Some people have tried to make mischief by claiming that the pupil premium is not additional money. This is nonsense. Without the pupil premium, I suspect that the budget for schools would have been based on a per pupil cash freeze for the period up to 2015. That would have meant a real cut in schools funding over the next few years. Instead, schools funding will rise by 0.1% (above inflation) each year until 2015 – that is a major achievement when the budgets of some departments are being cut by as much as a third. This is also a real-terms guarantee which the last Labour government was not able to make ... It would, however, be a terrible mistake to think that the main purpose of the pupil premium is to protect schools from cuts.

This is ludicrous. Laws claims that the pupil premium is additional money by hypothesising that there would have been a 9% real terms schools budget cut without it (despite the separate pledge to protect the schools budget), and then claims that the schools budget is pretty much exactly the same (a smidgeon higher) in real terms, in order to support an argument that the purpose of the premium is not to protect schools from cuts, at the same time as arguing that this is precisely what it has done.

Yet Laws' sleight of hand doesn't stop there. (Even the great Osborno might learn a conjuring trick or two here).

But schools funding is down in real terms, overall, since the 0.1% real terms increase applies only to current spending, with schools capital spending down by as much as 60%.

And per-pupil funding will certainly fall since the increase in projected pupil numbers is much greater than the "real terms" current spending increase anyway, as Public Finance sets out drawing on the IFS analysis.

However, Luke Sibieta, an economist at the Institute for Fiscal Studies, told PF that when inflation is factored in, spending per pupil will decrease by 2.25% over the Spending Review period.

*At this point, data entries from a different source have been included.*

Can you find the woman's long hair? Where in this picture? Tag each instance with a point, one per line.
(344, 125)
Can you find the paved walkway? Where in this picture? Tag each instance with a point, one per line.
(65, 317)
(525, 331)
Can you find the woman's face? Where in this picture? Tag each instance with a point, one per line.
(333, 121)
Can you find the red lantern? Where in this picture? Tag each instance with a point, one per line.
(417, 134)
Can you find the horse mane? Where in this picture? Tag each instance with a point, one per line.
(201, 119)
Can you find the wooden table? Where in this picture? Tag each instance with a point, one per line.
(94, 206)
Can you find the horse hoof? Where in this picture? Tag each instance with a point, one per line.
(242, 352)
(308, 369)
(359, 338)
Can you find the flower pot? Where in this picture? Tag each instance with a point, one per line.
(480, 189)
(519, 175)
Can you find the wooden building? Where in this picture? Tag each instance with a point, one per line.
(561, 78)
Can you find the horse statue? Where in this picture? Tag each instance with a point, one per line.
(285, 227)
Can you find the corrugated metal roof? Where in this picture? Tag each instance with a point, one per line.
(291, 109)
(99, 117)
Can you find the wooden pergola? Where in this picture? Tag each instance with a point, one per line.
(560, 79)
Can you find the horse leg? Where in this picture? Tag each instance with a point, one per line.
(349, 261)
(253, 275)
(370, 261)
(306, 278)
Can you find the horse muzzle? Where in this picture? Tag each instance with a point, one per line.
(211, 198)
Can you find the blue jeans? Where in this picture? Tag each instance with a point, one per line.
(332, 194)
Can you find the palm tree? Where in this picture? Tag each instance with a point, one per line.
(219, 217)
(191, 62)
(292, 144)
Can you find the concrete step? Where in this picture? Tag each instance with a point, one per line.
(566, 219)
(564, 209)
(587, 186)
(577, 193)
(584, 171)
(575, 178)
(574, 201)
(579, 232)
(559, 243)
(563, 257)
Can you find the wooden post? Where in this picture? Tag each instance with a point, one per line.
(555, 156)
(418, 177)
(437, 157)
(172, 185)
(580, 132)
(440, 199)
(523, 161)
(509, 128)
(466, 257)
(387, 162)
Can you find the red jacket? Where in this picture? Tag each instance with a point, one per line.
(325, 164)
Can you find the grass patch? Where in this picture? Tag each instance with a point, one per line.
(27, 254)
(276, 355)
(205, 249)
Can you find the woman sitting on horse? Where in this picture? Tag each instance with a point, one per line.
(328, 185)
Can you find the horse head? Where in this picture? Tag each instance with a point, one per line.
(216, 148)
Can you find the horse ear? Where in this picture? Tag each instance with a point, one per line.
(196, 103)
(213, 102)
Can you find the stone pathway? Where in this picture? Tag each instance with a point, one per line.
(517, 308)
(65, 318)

‘Ignoring the pupil premium and inflation completely, Osborne does increase schools spending enough to meet the increase in pupil numbers,’ he said. ‘In other words, before the pupil premium the government just about maintains spending per pupil in cash terms.’ However, when inflation is factored in, this represents real-terms cuts of 10% over the four-year period, he said.

‘But the pupil premium then limits the real-terms cut in spending per pupil to about 2.25%,’

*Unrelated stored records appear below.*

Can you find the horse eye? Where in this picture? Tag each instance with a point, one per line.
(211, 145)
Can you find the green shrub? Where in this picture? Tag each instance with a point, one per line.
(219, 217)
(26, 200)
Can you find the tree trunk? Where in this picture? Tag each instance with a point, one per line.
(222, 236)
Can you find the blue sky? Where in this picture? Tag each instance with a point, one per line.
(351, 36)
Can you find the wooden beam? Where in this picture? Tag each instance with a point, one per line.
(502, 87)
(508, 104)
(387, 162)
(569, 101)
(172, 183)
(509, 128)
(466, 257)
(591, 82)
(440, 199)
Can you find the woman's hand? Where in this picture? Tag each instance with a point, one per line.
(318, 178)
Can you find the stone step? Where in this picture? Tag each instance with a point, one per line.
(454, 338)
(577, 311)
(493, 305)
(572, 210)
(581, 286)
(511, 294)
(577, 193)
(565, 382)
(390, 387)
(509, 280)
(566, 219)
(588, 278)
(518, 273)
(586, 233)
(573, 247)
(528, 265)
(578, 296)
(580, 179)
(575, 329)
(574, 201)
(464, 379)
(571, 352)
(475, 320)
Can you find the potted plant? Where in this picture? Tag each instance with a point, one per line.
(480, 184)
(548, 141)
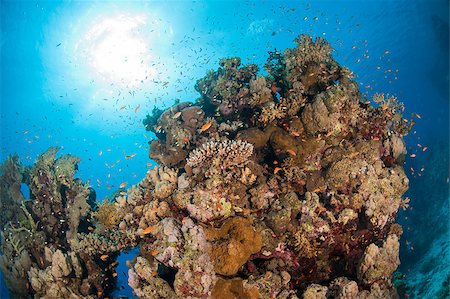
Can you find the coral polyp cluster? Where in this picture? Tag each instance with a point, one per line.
(278, 186)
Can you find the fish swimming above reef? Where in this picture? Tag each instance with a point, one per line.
(284, 185)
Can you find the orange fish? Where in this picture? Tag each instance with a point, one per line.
(205, 127)
(148, 230)
(274, 88)
(176, 115)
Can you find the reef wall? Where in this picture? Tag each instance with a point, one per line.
(277, 186)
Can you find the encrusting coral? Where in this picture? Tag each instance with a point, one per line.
(278, 186)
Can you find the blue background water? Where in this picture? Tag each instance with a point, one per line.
(52, 93)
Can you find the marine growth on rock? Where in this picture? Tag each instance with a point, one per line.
(278, 186)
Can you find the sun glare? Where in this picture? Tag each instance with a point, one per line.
(117, 50)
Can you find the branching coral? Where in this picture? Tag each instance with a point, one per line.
(272, 186)
(226, 153)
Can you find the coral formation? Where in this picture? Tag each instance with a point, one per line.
(277, 186)
(39, 239)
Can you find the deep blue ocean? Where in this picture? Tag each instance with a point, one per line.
(82, 75)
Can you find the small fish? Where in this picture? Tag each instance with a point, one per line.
(276, 170)
(148, 230)
(291, 152)
(205, 127)
(176, 115)
(274, 88)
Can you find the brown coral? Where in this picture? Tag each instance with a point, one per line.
(233, 243)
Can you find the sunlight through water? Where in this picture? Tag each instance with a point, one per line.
(117, 50)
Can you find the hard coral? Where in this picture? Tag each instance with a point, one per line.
(232, 244)
(270, 186)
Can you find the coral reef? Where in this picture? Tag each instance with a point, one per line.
(277, 186)
(38, 245)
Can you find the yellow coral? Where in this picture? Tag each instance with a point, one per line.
(107, 214)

Finally, the proposal to weight a pupil premium so it will be worth two and a half times as much for the school of a free schools meal pupil in affluent Wokingham as in deprived Tower Hamlets will restrict its ability to target disadvantage, leaving its impact on inequality unclear.

The government appears to have overestimated the extent to which the considerable curent funding for educational disadvantage on an area-based basis impacts on the less well-off in affluent areas. Hence the IFS proposal.

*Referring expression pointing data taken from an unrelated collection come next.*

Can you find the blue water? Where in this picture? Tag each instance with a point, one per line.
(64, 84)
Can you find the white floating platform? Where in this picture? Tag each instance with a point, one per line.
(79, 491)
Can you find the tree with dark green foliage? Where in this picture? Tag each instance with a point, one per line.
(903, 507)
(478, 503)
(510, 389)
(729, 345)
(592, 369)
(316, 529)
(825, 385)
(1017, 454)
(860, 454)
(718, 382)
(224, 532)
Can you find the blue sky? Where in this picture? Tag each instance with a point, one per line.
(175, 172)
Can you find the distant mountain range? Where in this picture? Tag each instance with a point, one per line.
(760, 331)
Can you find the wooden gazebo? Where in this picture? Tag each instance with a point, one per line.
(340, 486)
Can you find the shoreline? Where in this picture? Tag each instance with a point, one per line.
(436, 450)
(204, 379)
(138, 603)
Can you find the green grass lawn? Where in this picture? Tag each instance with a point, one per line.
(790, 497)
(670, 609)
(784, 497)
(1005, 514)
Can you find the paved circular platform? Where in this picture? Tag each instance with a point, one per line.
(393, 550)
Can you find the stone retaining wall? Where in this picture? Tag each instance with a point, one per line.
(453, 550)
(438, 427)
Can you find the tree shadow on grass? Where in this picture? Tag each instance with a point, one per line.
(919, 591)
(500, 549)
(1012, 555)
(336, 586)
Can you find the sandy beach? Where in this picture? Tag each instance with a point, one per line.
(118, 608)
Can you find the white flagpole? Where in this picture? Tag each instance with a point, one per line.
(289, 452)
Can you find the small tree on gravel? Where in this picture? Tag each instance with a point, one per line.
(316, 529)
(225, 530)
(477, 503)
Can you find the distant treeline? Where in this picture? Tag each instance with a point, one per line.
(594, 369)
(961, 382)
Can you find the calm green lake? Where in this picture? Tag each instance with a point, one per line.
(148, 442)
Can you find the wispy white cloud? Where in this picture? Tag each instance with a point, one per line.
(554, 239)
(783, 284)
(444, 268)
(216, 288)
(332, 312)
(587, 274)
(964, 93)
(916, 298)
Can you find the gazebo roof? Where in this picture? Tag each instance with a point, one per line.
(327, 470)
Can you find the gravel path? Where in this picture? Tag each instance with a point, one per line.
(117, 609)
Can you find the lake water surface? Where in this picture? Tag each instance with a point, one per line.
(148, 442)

“Attaching the same pupil premium to all disadvantaged pupils regardless of where they live would not only be simpler, it would also be more consistent with the Government’s stated objectives.”

Laws writes that he would like the pupil premium to rise to £5 billion a year in the next Parliament. Again, a laudable goal. But his current methods would suggest there is little or no barrier to achieving that overnight, by simply moving the furniture around again, albeit with a very limited impact on disadvantaged students.

But the pupil premium remains a very good idea, and a principle which ought not to be undermined by the apparent failure to implement it. What we should now be looking for is ways to genuinely fund it. We'll report back with a propsal on that one: your ideas welcome too.

1 comment:

Anthony said...

This is spot on. The Spending Review admits as much as it only plans to maintain per pupil funding in cash terms. It's a cut in other words as you explain lucidly but there is an even more worrying element.

If you drive per pupil funding towards a certain group- an extremely worthy group admittedly- but then hold cash funding per pupil at the same level overall then you are actually cutting *cash* spending per pupil for the majority. So not only does the schools budget constitute a real cut once capital is included but it also constitutes a cash reduction for the majority also! Staggering.